If you take the "be explicit" goal of Zig, perhaps you should just use methods in unions. Then you have a very explicit set of code that shows exactly what you mean.

const AUnion = union { typeA: AStruct, typeB: BStruct, ... fn foo(self: AUnion) anyerror!bool { .... } }
Comptime code can probably help here as well as tagged unions to sweeten up the coding a bit. The nice part about this is that AStruct and BStruct do not necessarily have anything to do with each other.

Inheritance fails in some fundamental ways. Consider points. A struct with x and y, right? What about polar coordinates? They are points. They have a similar interface, but their interior data does not look at all similar and their methods' implementations are quite different. Perfect use for unions if I want to be able to pass around a generic point.

DRY and similar ideas like normalization in relational databases sound good on the surface, but when you actually maintain a code base for a few years it gets a lot more nuanced and you start regretting being too tricky. Note how heavily performance-oriented code bases such as game code use things like ECS rather than "normal" OO decomposition. Code spends a lot more time being extended and maintained than it does being created. Designing Zig to be maintainable first is where the win is IMHO.

Sorry for the rant. We now return you to your regularly scheduled programming.

@Tetralux
Copy link
Contributor

Tetralux commented Jul 27, 2019

@kyle-github The issue with the union idea is how do you introduce a new type to that union when you didn't create the union? Whereas with composition, it doesn't matter what the thing is that you're embedding and where it came from.

const ExtendedDuration = struct {
    embed time.Duration;
    // ... new fields etc here //
}

// ... //

fn sleep(d: time.Duration) void { ... }
sleep(ExtendedDuration.init(...));

@kyle-github
Copy link

@Tetralux that is precisely what I am talking about. So much of C, C++ and Java language platforms and tooling are designed to help break your code into small separate pieces that everyone assumes that this is a good idea. It isn't IMHO.

In your example, you can just use time.Duration as a normal field in the struct and you can provide the sleep function taking an ExtendedDuration. Your implementation (which could call the underlying one). Easy to find. Explicit encapsulation. Hard to break.

What happens in your example when the owner of time.Duration adds a field that conflicts with a field you added? What happens in your example when the owner of time.Duration adds a method that conflicts with a method you added? This is the fragile base class problem.

I get that this sounds a lot like I am just putting off the issue, but it is a very real consideration for large scale projects. I do not see a reason for Zig to support and encourage patterns that are anti-patterns for long term software maintenance.

Sorry for the rant :-(

@kyle-github
Copy link

The astute reader will note that I may be flip-flopping on this issue. I remember commenting over a year ago on the issue of struct embedding and how that was used fairly often in C. That is still true, but only needed for C interop and now there is a whole set of attributes that can be applied on a struct that will be shared with C.

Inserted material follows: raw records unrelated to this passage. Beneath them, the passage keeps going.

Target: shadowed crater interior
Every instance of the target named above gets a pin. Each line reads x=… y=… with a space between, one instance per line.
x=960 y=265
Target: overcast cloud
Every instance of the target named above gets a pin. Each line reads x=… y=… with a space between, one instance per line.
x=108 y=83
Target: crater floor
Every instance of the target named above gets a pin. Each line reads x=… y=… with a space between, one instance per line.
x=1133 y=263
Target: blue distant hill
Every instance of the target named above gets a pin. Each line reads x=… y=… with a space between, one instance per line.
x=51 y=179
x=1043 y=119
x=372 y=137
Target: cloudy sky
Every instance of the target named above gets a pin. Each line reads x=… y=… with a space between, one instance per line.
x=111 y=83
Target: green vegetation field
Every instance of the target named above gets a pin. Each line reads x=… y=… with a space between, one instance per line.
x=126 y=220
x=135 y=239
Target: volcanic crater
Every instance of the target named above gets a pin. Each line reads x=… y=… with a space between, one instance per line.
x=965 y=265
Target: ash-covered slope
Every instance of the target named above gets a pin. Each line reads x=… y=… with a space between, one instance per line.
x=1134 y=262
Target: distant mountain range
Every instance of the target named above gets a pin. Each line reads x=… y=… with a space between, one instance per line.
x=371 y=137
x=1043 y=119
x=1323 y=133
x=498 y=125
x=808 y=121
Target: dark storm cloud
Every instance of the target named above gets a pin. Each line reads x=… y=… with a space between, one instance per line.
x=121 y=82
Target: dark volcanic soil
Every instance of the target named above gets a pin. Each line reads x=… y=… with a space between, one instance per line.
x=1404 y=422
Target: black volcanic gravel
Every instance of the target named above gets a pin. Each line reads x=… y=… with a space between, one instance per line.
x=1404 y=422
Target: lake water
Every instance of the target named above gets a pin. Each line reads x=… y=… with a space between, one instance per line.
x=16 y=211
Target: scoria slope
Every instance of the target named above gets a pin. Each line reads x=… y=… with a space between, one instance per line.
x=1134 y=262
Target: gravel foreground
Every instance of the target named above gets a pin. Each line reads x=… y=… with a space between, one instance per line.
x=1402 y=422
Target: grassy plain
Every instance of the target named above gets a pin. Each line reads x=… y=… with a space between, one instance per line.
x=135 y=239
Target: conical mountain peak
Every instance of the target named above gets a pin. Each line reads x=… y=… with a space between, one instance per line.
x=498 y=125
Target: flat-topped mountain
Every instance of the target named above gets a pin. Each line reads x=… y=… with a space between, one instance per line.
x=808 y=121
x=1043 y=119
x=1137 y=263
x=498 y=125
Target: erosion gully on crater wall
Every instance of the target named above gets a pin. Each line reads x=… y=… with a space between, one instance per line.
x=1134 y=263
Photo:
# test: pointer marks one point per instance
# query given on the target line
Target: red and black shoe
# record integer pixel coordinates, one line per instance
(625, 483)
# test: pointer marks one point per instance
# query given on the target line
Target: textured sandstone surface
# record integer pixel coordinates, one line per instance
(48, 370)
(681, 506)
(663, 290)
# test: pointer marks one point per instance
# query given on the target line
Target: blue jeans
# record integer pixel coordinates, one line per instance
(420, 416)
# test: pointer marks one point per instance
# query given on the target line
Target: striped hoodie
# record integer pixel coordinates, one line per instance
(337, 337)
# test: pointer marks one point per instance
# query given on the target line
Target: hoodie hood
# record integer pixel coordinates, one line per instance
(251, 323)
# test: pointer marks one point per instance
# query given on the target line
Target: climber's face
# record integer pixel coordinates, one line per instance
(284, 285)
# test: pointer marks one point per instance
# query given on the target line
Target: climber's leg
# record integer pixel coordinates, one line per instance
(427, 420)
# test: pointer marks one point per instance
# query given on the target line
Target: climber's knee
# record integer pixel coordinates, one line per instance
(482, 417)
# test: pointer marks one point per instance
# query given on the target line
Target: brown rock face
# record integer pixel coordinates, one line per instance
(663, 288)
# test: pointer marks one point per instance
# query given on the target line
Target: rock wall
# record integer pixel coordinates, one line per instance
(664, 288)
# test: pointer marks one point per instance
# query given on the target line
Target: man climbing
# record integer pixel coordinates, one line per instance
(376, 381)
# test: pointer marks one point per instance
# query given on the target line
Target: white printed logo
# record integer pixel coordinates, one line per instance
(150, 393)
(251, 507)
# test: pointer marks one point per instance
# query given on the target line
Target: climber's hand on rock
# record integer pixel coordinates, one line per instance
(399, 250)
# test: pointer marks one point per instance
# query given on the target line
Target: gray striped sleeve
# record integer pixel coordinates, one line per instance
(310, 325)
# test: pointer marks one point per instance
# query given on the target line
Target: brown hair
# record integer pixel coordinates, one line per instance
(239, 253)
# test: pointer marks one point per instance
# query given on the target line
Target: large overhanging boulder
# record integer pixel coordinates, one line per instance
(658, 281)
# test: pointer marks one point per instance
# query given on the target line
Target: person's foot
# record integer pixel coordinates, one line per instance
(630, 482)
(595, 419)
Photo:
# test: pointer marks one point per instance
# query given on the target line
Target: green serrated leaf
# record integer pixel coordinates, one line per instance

Since then I have been looking more info things like the fragile base class and specific classes of maintenance problems we've been running into that cause us (at work) to do stupid things like having library owners and downstream library users run the same (copied) set of API tests so that the library users can figure out when the API subtly changed and broke something downstream.

@Tetralux
Copy link
Contributor

Tetralux commented Jul 28, 2019

@kyle-github
I'd expect trying to embed a struct with fields that have the same name as fields in the struct you are embedding into, to be a compile error, since the whole point is that you can deref fields of the embedded struct on the enclosing struct.

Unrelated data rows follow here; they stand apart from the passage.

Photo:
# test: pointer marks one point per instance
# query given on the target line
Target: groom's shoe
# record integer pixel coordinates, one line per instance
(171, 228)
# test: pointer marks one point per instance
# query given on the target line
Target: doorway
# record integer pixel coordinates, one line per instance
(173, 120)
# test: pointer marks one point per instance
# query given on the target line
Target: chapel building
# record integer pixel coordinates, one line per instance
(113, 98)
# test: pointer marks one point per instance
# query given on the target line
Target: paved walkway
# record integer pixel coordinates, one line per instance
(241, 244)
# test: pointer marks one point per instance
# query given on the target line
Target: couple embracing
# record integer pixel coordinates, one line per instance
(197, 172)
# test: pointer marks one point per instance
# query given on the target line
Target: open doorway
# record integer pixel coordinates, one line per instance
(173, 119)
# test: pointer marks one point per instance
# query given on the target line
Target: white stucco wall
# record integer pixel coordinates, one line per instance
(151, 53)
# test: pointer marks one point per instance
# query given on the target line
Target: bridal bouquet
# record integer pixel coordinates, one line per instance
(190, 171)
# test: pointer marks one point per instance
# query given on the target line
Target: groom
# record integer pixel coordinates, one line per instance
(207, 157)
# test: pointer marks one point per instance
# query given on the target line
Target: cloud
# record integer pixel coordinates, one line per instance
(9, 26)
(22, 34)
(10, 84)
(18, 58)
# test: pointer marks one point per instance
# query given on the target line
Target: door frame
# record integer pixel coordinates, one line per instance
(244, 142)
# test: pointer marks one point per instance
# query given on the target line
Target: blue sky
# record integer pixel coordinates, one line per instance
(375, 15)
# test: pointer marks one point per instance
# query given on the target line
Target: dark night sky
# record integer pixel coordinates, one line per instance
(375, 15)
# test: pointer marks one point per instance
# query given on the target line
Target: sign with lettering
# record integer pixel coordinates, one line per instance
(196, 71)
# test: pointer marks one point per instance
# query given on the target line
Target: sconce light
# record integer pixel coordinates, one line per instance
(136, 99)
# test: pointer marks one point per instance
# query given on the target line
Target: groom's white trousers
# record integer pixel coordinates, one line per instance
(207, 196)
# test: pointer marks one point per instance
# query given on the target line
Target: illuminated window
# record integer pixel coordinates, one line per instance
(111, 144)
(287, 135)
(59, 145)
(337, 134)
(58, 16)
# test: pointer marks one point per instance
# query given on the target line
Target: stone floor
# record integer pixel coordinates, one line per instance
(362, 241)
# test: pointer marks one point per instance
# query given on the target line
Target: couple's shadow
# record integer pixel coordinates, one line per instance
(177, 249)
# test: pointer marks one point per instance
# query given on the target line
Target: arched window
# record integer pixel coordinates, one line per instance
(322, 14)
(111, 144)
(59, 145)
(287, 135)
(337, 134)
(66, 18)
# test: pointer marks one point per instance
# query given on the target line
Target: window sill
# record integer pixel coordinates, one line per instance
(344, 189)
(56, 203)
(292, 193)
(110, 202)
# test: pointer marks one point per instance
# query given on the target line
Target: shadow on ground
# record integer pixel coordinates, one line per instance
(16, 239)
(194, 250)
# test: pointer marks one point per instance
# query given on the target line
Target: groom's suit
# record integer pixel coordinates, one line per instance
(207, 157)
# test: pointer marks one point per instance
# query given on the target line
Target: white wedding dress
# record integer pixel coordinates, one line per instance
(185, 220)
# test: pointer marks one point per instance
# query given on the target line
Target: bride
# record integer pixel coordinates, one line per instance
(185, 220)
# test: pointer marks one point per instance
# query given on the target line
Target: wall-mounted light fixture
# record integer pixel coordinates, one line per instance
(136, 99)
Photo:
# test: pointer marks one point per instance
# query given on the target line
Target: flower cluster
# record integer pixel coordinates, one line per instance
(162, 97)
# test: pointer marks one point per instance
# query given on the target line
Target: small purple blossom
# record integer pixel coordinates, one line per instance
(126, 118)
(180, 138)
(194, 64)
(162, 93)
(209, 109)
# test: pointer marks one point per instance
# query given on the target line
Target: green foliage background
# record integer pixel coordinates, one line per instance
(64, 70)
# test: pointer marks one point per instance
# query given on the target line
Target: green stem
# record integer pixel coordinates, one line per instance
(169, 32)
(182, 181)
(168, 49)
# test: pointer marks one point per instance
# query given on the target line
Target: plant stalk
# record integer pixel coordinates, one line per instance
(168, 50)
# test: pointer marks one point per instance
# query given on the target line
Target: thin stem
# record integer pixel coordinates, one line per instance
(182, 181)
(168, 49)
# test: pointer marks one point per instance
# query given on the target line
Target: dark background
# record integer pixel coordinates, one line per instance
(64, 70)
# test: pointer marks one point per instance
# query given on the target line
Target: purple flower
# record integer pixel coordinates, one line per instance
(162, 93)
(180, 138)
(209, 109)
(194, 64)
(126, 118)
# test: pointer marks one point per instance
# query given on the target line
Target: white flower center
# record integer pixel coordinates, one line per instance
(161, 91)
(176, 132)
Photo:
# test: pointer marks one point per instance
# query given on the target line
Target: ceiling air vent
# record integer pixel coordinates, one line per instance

Though, you could also have some sort of annotation you could apply to the embed time.Duration declaration which would cause the embedded fields to become shadowed by the ones in the struct instead, in cases where you explicitly know that is what you want.


You can also name the embedded struct: embed base: time.Duration so that you could refer to the embedded part explicitly.
Indeed, maybe in order for you to add the annotation for shadowing, you have to name the embedded struct.

Perhaps you should also be able to set default values on embedded fields.

const Duration = struct {
    seconds: usize,
    // ...
};
const ExtendedDuration = struct  {
    embed base: time.Duration;
    seconds = 60; // `f=V` not `f:T` or `f:T=v`
};

You could also require that you name the embedded struct and do base.seconds = 60 for explicitness.

@kyle-github
Copy link

This got long, sorry :-(

@Tetralux I think we are talking past each other here a bit. The fragile base class problem is well known, and well understood and the methods that are proposed here provide the ability to code the fragile base class problem in Zig.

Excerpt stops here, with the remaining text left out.